MySQL Bugs: #112904: Precision lost with decimals in JSON text that is IEEE 754 64-bit float

Bug #112904	Precision lost with decimals in JSON text that is IEEE 754 64-bit float
Submitted:	31 Oct 2023 17:07	Modified:	2 Nov 2023 11:58
Reporter:	Kaiwang CHen (OCA)	Email Updates:
Status:	Not a Bug	Impact on me:	None
Category:	MySQL Server: JSON	Severity:	S3 (Non-critical)
Version:	5.7, 8.0	OS:	Any
Assigned to:		CPU Architecture:	Any

Description:
An IEEE 754 float may be set into a JSON value. However, when a JSON text with such a value is sent to MySQL, it may be parsed to be another number that differs at the last digit.

Although float by definition is approximate, we would still expect any code-point number to be stable. Consider such a case: 

1) The application writes to Instance A an IEEE 754 float to a json field by JSON_SET(). It will be a decimal.
2) The user generates a dump file which contains such a record.
3) He loads the dump file into Instance B.
4) He verifies the table in A and B with some checksum tools. The tables are considered not same without peeking into JSON values

This problem is because MySQL invokes the RapidJSON SAX parser with default configuration (kParseDefaultFlags) which does not preserve full precision, while RapidJSON does have a full precision flag that could be explored to workaround the problem. See http://rapidjson.org/md_doc_internals.html#ParsingDouble.

Performance with above configurations are reported be significant by benchmark. See https://github.com/miloyip/nativejson-benchmark. However, in practice the difference might be acceptable. A one-million executions test showed average overhead to be 0.7us comparing to 46.76us with default flag.

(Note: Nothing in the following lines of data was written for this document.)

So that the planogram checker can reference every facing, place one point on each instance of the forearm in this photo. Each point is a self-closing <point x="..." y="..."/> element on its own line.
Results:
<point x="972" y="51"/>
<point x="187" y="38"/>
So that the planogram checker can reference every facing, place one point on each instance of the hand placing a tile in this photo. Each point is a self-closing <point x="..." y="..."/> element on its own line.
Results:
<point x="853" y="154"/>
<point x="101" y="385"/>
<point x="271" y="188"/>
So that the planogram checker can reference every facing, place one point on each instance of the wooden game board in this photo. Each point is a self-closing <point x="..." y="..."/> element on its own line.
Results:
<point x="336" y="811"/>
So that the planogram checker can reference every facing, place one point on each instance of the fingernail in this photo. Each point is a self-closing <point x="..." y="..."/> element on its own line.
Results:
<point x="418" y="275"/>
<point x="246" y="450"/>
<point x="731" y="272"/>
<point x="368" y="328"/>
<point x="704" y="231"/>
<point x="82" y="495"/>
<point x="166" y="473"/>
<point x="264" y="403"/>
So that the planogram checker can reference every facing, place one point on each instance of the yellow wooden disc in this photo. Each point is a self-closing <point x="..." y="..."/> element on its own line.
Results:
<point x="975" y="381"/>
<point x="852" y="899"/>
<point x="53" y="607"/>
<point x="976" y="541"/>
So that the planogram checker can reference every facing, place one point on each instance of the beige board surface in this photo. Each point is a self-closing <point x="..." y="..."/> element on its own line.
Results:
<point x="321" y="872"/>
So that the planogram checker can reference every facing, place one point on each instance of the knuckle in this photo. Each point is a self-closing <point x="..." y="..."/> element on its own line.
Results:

  mysqlslap --query="select cast('{\"x\":1.4334335999999999}' as json)" -I 1000000

  select exec_count, total_latency, max_latency, avg_latency from sys.statement_analysis;

Note that PostgreSQL uses numeric rather than integers and double to store JSON numbers. However, my_decimal in MySQL is 72 bytes which is much bigger than double. Storing decimal into binary json is not so economic.

How to repeat:
create table t1 (doc json);
insert t1 values ('{"x": 1}');
update t1 set doc = json_set(doc, "$.x", -0.00000000000005684341886080803);
 -- {"x": -0.00000000000005684341886080803}
select * from t1;
-- checksum A: 4058023359
select crc32(doc) from t1;

create table t2 (doc json);
insert t2 values ('{"x": -0.00000000000005684341886080803}');
-- checksum B: 3198227320
select crc32(doc) from t2;

Suggested fix:
Consider making IEEE 754 code point numbers stable across instances.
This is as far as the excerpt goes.